Провожала его огромная масса народа, провожала своего писателя – ни единой мундирной фигуры, никого из департаментов. Пел студенческий хор, но, казалось, текла процессия в безмолвии, как текут глубокие воды.
Со святыми упокой? Да, так – со святыми.
Колмово, 1902–1903
Москва, 1986–1987
Приложение
ИЗ ЗАПИСОК Н.Н.УСОЛЬЦЕВА О НОВОЙ МОСКВЕ 3
1
Сочинения я писал гимназистом, давно. В словесности, как, впрочем, и в остальном, отнюдь не блистал. Но теперь у меня совсем иная, не гимназическая забота. Дело-то вот какое. Я хочу рассказать о событиях уже минувших. Стало быть, я эти события вижу и понимаю не совсем так, а то и совсем не так, как прежде, то есть когда они совершались. Отсюда трудность в соблюдении, так сказать, линии, пропорции. Не уверен, сумею ли, однако приступаю.
3
Полностью в кн.: Давыдов Ю. В. Судьба Усольцева. М., 1973.
Поздней осенью, в хмурый день мы отчалили из Одессы. Все стояли на палубе, сняв шапки и крестясь. Город, берег, Россия отдалялись; моря было все больше. Я взглянул на вольных казаков, объятых какой-то внезапной сумрачной тревогой. В ту минуту я испытал (помню это очень хорошо) чувство непонятной виновности перед этими людьми.
Н.И.Ашинов тоже был на палубе. Его огромная фигура, борода, разворошенная ветром, его военная стать – все в нем выражало спокойную, твердую уверенность. Но странно: еще вчера именно эти спокойствие и уверенность представлялись мне совершенно необходимыми человеку, стоявшему во главе нашего предприятия, а сейчас, на палубе парохода, сейчас, когда мы уже плыли в открытом море… Ведь должен же он, думалось мне, должен ведь ощущать свою грозную, свою необыкновенную ответственность?
Конечно, Н.И.Ашинов, как и Михаил Пансофьевич Федоровский, как и я, Усольцев, конечно, все мы верили, что русскому народу под силу такое, что ни одному народу на свете не под силу. Это так. Но человек-то, по имени Николай Иванович Ашинов, именно он, этот человек, был нашим Моисеем, был «в ответе» если не перед судом истории (хотя почему бы и не перед ним?), то уж, по крайней мере, перед судом собственной совести. Так откуда же у него это спокойствие, эта уверенность? Что он такое, этот человек, бестрепетно решившийся «понести грех на себе»?
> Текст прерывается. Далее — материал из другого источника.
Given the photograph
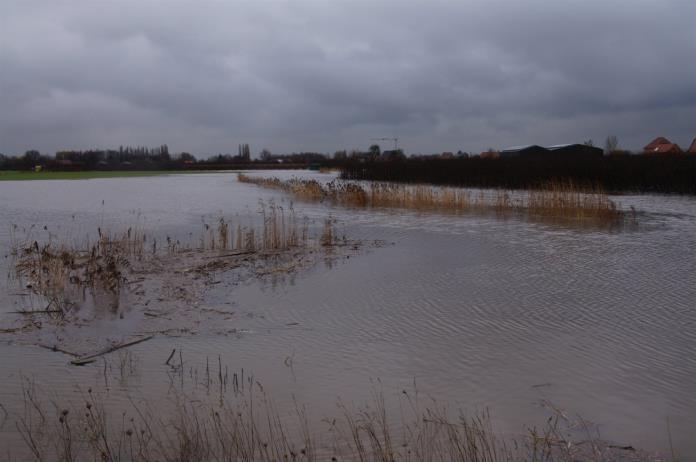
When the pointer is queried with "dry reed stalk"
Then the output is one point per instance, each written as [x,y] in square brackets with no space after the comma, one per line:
[250,428]
[564,200]
[62,273]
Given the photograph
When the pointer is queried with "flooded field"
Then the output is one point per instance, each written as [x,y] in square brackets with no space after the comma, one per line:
[476,310]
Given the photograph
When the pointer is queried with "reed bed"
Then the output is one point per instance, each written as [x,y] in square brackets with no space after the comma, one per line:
[565,200]
[63,273]
[252,429]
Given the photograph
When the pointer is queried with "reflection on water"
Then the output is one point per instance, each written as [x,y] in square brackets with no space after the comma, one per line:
[477,310]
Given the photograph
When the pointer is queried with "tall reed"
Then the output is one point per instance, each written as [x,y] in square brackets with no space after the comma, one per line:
[565,200]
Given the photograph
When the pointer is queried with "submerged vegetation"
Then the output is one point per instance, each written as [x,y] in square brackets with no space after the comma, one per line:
[249,427]
[564,200]
[159,279]
[640,173]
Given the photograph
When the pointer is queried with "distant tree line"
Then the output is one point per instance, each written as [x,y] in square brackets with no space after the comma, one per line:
[158,158]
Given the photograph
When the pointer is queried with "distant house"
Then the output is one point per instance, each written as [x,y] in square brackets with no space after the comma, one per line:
[576,150]
[667,148]
[490,154]
[528,150]
[654,145]
[692,148]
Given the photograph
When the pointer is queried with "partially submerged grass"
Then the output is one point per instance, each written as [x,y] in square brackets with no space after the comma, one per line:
[64,273]
[252,429]
[564,200]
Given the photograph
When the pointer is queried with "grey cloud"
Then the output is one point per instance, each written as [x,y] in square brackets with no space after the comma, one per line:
[309,75]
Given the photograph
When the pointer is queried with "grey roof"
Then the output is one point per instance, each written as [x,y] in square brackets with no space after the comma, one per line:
[521,148]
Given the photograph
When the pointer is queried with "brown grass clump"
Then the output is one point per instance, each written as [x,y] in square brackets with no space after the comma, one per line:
[251,429]
[563,200]
[64,273]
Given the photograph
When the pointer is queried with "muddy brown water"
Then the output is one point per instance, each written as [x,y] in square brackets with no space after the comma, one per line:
[477,311]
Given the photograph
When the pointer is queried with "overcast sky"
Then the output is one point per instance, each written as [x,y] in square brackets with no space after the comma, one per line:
[203,76]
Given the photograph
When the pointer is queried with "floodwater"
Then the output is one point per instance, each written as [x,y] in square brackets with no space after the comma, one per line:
[476,311]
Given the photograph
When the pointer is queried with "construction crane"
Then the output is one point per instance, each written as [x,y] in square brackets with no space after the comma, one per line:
[395,140]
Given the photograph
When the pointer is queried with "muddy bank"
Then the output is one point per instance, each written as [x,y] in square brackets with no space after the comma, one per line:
[120,292]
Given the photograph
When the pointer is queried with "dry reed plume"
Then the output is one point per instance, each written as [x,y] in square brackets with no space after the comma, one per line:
[558,200]
[62,273]
[252,429]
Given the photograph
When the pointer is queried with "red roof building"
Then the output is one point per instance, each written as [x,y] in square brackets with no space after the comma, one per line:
[650,147]
[692,148]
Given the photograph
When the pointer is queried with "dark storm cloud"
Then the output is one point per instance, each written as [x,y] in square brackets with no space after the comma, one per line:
[300,75]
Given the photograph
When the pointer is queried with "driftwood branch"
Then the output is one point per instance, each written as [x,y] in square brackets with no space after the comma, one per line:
[91,358]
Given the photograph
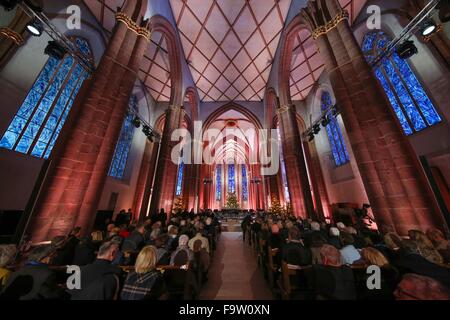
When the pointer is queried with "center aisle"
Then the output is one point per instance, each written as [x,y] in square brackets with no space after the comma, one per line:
[234,273]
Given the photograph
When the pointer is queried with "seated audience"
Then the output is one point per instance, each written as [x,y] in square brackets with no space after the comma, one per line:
[145,282]
[417,287]
[7,255]
[348,252]
[332,280]
[100,279]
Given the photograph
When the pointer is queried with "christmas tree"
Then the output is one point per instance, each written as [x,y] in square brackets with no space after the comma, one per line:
[178,205]
[232,201]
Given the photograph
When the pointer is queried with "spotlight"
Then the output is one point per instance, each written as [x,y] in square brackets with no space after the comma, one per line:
[55,50]
[316,129]
[444,10]
[35,27]
[428,27]
[407,49]
[9,4]
[136,122]
[326,121]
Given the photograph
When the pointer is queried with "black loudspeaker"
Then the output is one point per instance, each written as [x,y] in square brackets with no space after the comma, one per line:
[9,221]
[444,11]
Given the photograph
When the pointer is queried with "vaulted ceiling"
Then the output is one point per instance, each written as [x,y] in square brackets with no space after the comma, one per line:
[229,46]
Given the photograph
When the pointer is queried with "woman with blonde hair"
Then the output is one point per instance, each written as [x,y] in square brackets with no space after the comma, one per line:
[145,282]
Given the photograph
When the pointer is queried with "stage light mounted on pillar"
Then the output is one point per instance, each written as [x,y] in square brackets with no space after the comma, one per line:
[35,27]
[55,50]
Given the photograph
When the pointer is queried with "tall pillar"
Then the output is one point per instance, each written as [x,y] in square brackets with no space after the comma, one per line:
[80,166]
[296,172]
[166,173]
[393,178]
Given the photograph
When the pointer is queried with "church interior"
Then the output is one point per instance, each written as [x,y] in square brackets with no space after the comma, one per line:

Тут у меня и выскакивает первое отступление от «пропорций», ибо не тогда, а много позже сознал наличие как бы двух типов или двух разрядов человеческих особей. Есть такие, что прежде всего и раньше всего думают о правах, которые им сулят обязанности. А есть другие, есть те, что прежде и раньше всего думают об обязанностях, которые на них налагают права.
Возвращаюсь на наш пароход.
Вольные казаки, стряхнув оцепенение и надев шапки, располагались. Началась распаковка скарба; у судовых бачков с кипятком загремели, как на станциях железных дорог, медные чайники; послышались говор, незлобная перебранка, даже смех.
Вскоре, однако, сказалась качка. Голоса утихли, лица сделались бледными, глаза мутными, равнодушными, казалось бы, ко всему на свете, хоть тут тони, хоть гори, все равно. Стали обращаться ко мне за помощью. Я знаю, репутация медика определяется первыми шагами его практики, да ведь от морской болезни не избавишь, ею перемогаются, и только…
Приехали в Константинополь. Власти, к сожалению, не разрешили нам посетить город, никому не разрешили, кроме С. И. Ашиновой, уж и не знаю, чем это она так угодила туркам.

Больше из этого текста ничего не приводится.